Courtship Intervention


There comes a time in every young woman’s romantic journey when someone in her life thinks they know better than she does. He’s too this and not enough that for you. Your backgrounds are just too different. He seems like someone who may have a midlife crisis and leave you for his secretary 15 years from now so you should probably just call it now.

In some cases there may be truth to the concern. I’m the first person to admit I don’t always make the best decisions when it comes to romantic partners, but I have managed to hold down a healthy relationship or two. And even in the midst of my worst decisions, the last thing I need is to give someone power of attorney over my paramours.

This may not be the ideal topic to tackle so soon after this post, but the fact of the matter is no one could have told me a single thing I didn’t already know about that relationship. If someone had given their opinion on the matter (they did) it wouldn’t have changed the course of its demise.
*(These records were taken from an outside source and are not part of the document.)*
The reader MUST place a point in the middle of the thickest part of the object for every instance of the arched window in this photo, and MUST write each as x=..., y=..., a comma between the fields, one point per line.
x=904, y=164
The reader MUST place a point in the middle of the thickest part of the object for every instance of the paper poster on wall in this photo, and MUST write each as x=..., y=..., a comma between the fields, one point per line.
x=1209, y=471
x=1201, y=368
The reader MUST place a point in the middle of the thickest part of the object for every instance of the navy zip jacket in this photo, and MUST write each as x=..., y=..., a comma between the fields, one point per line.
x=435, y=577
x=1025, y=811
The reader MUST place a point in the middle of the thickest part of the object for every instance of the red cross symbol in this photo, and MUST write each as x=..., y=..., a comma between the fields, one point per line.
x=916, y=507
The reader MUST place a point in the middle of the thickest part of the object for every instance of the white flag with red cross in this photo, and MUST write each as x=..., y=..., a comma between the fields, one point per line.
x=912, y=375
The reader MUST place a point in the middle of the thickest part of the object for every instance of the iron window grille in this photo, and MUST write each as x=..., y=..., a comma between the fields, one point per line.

One of my closest friends spoke up in the best way possible, “I’m concerned this isn’t healthy for you, but I will let you make your own way in this and be here for you when you come to the appropriate conclusion.” I respected this approach and knew she was right. Others who presumed to know me more than they do, employed a vastly different tactic. I resented them for it.

But for now let’s put aside the most recent, extreme personal example and address this in general terms. There has never in the history of love and courtship been a happy ending to a romantic intervention. Each relationship is as unique as the combination of personalities within it. Just because you think a sizable collection of porcelain dolls is a deal breaker, doesn’t mean the psychopath isn’t a perfect suitor for your best friend (he isn’t, that girl better run).

It doesn’t matter if you phrase your concerns in the most Mary Poppins way possible, there’s no amount of sugar that’s going to ease that pill. Best-case scenario your friend politely says, “thank you for your concerns” and continues on her current trajectory. Worst-case scenario she marries the guy and you don’t get invited to the wedding.

You may be right, but in reality, unless you are inside the relationship, there are bound to be pieces left out of the larger picture. I’ve had people point out perceived “flaws” in truly amazing men before they even met the individual. I’ve also had people be perfectly supportive of some dysfunctional messes.

Most of the discrepancy comes in when friends view the relationship through their own personal deal-breaker lens. They wouldn’t like it if a guy wore that shirt, took them to this place, read that book, so I shouldn’t either. It becomes even more reprehensible when the friend in question tries to guilt me into making relationship decisions that would better align with what they want. The fact is, it’s my relationship and I happen to like that shirt, adore that place, admire that book and love that guy who treats me wonderfully, so you don’t get to question my choice, let alone try to push me to change my mind.

Unless you know the friend well enough to be able to discern your deal breakers from their own, keep your opinion to yourself. How can you tell your deal breakers apart from theirs you ask? Well, there’s a simple test: have they ever told you that they are bothered by the characteristic you are about to call out? No? Then leave it alone. Don’t presume to know what’s best for someone else.